Eco-friendly Gift Guide

Photo and Wrapping courtesy of Kaili Miller

Give the gift of sustainability this holiday season.

Nothing brings joy to the holiday season like gift-giving, but the amount of paper wasted each year in gift wrapping is simply not worth the hassle. According to a study done by Stanford University, the U.S. sees a 25% increase in waste every holiday season. Montages of wrapping paper, ribbons, gift tags, tape, and tissue paper are wadded up and shoved into giant trash bags. As we sit and watch the demise of our planet, the idea of eco-friendly gift-wrapping seems all the more worth it. 

To start, look for materials within your home: 

1. Scarves, Tea Towels, and Clothes—oh my! 

Furoshiki is a type of Japanese cloth traditionally used for wrapping gifts and transporting items. For those who don’t have to have Furoshiki lying around the house, an old scarf, tea towel, or clothing item will do. Size your gift to whichever material of your choosing, and follow the simple steps in this video for an effortless wrap. Let your wild side loose by choosing fun prints and fabrics. 

2. Toilet Paper Trinkets 

This one seems like the oldest trick in the book, but it truly is so easy! This is ideal for holding smaller gifts such as jewelry, money, or wrapped candies. First, clean off an old toilet paper roll. Next, fold in both ends of the roll and press firmly for hold. No tape or scissors required. Dress with ribbon, doodles, or even a sweet hand-written note. For longer gifts, use a paper towel roll. 

 

This one is for all the folks who are attracted to the shinier, more metallic wrapping papers. All you have to do is finish eating your favorite bag of chips. Once you’re done snacking, flip the bag inside out and rinse to clean. Once dry, voilà. You’ve given an old chip bag a second life. Happy wrapping!
Finished product of using the inside of a restaurant’s chip bag as wrapping paper.

Want to give your new sustainably wrapped gifts an updo? 

1. Postcard Gift Tags 

Head to your nearest thrift store and pick up the most vintage, groovy postcards you can find. Cut them down to a size of your liking, and you are all set. Buying old postcards from a thrift store is a good use of second-hand shopping and reduces the demand for newly consumed paper. 

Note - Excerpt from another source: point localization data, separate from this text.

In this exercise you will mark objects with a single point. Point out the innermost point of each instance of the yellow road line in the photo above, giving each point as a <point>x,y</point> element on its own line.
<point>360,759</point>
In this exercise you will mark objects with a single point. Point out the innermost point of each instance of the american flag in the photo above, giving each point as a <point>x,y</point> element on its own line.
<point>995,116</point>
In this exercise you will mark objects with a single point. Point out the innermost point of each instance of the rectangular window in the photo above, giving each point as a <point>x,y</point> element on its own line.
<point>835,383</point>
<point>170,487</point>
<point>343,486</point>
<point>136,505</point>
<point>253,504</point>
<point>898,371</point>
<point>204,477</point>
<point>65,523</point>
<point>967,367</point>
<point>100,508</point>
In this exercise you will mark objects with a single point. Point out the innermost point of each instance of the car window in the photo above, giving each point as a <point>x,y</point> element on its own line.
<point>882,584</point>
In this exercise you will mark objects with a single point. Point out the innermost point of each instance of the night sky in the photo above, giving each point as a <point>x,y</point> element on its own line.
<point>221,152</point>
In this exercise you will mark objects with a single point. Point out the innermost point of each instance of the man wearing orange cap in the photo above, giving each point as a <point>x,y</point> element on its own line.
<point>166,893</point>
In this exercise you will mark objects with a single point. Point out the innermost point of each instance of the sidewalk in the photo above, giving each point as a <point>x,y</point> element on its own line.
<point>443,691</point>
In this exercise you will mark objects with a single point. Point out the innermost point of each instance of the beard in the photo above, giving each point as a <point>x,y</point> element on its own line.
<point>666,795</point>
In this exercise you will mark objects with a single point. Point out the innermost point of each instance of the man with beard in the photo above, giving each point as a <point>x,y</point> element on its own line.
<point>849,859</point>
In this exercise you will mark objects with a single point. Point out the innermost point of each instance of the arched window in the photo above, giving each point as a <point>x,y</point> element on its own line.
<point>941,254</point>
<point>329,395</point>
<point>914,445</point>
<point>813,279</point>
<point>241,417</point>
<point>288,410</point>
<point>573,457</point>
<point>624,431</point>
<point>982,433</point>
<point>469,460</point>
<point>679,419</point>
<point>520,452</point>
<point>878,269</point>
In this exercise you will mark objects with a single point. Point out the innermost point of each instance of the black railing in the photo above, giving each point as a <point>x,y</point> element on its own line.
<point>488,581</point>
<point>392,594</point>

2. Eco-Friendly Ribbon and String 

Believe it not, companies are producing ribbon and string that are both affordable and healthy for the environment. Order online from stores like Wrappily, which offer a variety of colors and sizes, or visit your local craft store. 

3. Packing and Shipping

Ever thought about how beneficial packing peanuts are for cushioning shipped goods but how terrible they are for the environment? Consider using biodegradable packing peanuts. They are made of 100% recyclable materials and don’t linger as long in the environment as EPS (expanded polystyrene foam) or regular styrofoam peanuts. Corrugated Bubble is a second option. It’s made of up-cycled cardboard, acting as an eco-friendly version of bubble wrap.